More on wine prices – Europe v Australia
Last week’s news item on the price differential between European wines purchased in Europe versus Australia attracted many valid comments. Those readers who drew attention to the many costs Australian importers have to pay, were right on the ball. The 29% WET is the worst of them. And when you add 10% GST, which is applied on top of the retailer’s margin of, say, 40%, you find that nearly half the cost of a bottle of wine is taxes.
Then there’s the margin applied by middlemen, and it is curious to see this applied by some importers on what appears to be a fixed percentage. In other words, the higher the cost of the wine, the higher the mark-up. No doubt they think this is justified by scarcity.
The practice of applying a blanket formula to mark-ups has an inflationary effect.
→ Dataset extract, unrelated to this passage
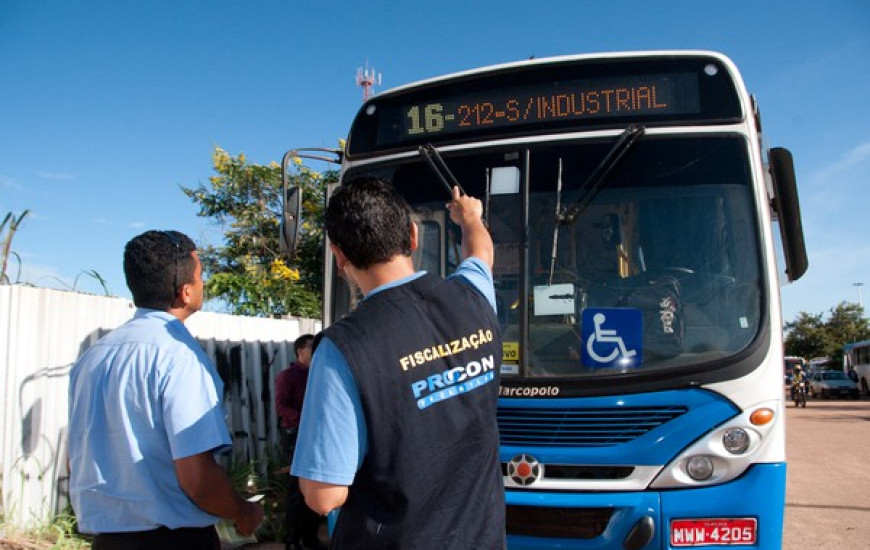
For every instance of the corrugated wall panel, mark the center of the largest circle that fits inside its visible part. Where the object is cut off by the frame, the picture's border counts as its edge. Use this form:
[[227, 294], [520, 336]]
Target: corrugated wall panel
[[43, 332]]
Forty percent on the price of a bottle with a cost price of $10 is only $4 – taking the price to $14 – but 40% on a bottle costing $50 is $20, so a $50 bottle becomes $70. Is this strategy justified?
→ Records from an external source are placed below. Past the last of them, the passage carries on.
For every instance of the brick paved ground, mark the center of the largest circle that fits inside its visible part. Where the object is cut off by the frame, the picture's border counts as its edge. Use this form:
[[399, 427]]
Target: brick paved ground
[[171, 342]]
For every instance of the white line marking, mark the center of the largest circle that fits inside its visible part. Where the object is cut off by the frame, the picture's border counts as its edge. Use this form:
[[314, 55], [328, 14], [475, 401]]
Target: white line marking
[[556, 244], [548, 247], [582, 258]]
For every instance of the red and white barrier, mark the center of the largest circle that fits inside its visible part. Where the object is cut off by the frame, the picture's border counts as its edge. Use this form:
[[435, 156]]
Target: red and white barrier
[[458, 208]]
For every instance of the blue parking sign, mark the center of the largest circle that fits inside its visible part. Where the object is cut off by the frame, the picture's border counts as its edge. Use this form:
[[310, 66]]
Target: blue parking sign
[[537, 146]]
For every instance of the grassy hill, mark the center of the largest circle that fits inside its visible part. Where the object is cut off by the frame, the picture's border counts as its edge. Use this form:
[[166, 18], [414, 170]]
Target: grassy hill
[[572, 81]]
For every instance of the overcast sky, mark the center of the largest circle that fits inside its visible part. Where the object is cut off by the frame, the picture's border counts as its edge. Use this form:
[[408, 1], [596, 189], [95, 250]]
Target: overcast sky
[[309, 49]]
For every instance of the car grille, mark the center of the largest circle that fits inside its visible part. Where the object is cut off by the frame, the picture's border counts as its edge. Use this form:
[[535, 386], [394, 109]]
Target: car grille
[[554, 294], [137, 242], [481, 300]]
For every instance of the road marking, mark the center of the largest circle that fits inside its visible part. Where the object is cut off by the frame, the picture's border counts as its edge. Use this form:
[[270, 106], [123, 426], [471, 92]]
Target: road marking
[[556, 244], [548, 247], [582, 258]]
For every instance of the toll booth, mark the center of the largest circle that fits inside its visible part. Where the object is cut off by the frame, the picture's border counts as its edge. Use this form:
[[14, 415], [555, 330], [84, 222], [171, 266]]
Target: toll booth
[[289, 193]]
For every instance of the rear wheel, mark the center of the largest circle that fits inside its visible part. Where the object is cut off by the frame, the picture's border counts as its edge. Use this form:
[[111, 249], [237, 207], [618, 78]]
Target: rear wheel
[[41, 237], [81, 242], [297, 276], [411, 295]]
Some merchants say yes, because the cost of financing the stock is much higher for expensive wines.
There’s a famous Spanish red, Alvaro Palacios L‘Ermita (tastings), which sells for 1,200 Euros in Spain but $2,500 in Australia – if you can get it at all. It’s very scarce. If you want to drink those kinds of wines you should fly to Europe and drink them there, as the cost savings would pay for your airfare.
It’s easy to see why direct importers have been having such success. Coles and Woolworths especially have had great results importing their own brands, and passing on some of the savings to consumers. Their prices look attractive when compared to regular imports – which include an importer/wholesaler’s margin.